By then I had moved out of the main house and into one of the dormitories. A low wooden bed was quickly made for me and I kept my clothes in boxes beneath it, much as I had in the terrace quarter. But here, among the others, I felt happier and less confined. It did not matter that there was so little space or privacy, nor that I had so few material possessions.

Each little domestic burgess within the dormitory had its own personal touches: photographs taped up, a box of effects, borrowed books, candlesticks, and sometimes there were little wooden effigies made from thorn branches and wrapped with scraps of cloth. I had seen these left out by the Five Pins also. It seemed a pagan thing. There was no real talk of religion at Carhullan, except within the forum of the evening discussions. If there was faith of any kind then it remained personal; a discreetly practised creed. The votives were never mentioned and I could not guess what purpose they served.

The women in the dormitory were cheerful and practical; they let me sleep near the stove where it was warmest, keeping my spirits up when the temperature fell at night and I hunkered down under the covers, half dressed and inhaling as little of the frosty air as possible. They would call over to me, asking if I could still feel all my toes or whether some had snapped off, and they made me laugh despite the frigid discomfort. It was odd at first, so many women sleeping in the same room, but I was used to hearing close-by neighbours, and in a way I was glad there were now no walls to separate me from my fellow humans. Sometimes in the early hours I could hear two women together, moving under the sheets, whispering, and I listened until they were finished. It made me feel both lonely and reassured.
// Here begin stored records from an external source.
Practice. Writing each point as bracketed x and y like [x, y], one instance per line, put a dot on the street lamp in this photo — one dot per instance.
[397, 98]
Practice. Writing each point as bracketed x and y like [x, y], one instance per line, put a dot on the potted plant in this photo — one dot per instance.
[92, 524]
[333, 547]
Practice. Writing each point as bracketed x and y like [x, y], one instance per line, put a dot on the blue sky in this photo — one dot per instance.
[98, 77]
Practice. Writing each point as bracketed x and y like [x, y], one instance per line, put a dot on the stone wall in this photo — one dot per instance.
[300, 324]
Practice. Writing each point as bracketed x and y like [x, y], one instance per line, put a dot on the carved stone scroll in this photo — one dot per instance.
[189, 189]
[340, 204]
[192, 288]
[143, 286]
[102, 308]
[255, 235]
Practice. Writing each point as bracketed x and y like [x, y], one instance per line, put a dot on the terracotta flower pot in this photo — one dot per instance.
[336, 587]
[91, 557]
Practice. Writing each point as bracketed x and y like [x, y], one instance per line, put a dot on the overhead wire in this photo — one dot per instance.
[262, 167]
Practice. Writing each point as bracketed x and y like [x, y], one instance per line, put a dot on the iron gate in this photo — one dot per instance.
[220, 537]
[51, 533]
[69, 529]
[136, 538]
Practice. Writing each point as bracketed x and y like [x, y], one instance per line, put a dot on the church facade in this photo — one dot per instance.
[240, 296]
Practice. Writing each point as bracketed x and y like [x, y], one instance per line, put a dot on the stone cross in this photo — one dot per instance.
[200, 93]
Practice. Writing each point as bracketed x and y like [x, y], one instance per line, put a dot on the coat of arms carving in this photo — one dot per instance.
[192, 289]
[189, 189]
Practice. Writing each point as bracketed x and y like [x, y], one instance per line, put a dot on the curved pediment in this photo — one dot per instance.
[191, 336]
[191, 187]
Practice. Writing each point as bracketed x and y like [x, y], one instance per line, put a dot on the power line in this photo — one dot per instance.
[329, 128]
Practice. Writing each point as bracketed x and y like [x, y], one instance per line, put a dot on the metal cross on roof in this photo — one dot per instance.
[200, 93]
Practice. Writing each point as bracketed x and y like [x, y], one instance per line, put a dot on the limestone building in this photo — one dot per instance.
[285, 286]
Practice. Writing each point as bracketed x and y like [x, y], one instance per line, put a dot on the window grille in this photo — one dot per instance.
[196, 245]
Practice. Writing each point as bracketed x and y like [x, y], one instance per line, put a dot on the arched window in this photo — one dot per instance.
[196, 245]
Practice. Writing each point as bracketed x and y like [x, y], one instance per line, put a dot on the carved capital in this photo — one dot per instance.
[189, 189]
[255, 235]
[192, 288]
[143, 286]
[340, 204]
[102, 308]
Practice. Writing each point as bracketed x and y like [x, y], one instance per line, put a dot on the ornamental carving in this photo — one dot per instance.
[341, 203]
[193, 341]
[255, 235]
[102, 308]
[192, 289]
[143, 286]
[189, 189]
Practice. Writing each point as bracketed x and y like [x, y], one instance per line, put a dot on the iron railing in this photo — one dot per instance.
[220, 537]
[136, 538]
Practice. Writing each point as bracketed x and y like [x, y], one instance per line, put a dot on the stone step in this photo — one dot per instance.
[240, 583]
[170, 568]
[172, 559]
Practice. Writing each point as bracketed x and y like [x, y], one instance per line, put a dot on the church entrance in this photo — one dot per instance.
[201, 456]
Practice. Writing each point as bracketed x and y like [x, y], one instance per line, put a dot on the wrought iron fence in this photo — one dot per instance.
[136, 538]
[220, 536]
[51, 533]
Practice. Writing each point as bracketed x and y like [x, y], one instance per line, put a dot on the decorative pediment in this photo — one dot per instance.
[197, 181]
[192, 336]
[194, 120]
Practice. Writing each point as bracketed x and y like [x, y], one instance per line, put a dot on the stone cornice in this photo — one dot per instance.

I had known it would be colder at this altitude than in the town. I could remember hoping for snow as I set off, but I soon realised there was less romance to the idea than I had imagined at the cooling end of summer. The reality was brutal. There was little insulation in the outbuildings other than a lagging of hay chaff in the lofts, and the stone walls glowed with dampness and cold. The wood-burning stove was stoked up in the evening, but if it had gone out by morning the air in the dormitory was gelid and painful to breathe, stinging the inside of my nose and throat, blocking my sinuses. I could not get warm until I had eaten a serving of oatmeal.

At the side of the building was a lean-to shower, with a rain-chamber above it. A back boiler heated it in the mornings and evenings, but only to the level of tepidity, and I became used to washing with furious haste, barely bringing up a lather from the slab of lanolin soap before rinsing myself and running back out to dry and dress. I washed my hair as infrequently as possible, and tried to shower at the end of the day when I was already hot from work. The pot-hole toilets were bitterly cold. I’d visit them after someone else had been, while the wooden seat was still warm.

There was a tradition at Carhullan, a custom that had been implemented early on, as soon as the numbers began to grow. Each woman was allowed to bathe indoors on her birthday. For up to an hour she could lie in the deep green-stained copper bathtub surrounded by hot water and steam, undisturbed, and look into the mirror opposite. When I heard this I realised how lucky I had been to have access to the indoor bathroom for the weeks I was recuperating. It now seemed like the most luxurious place on the whole farm.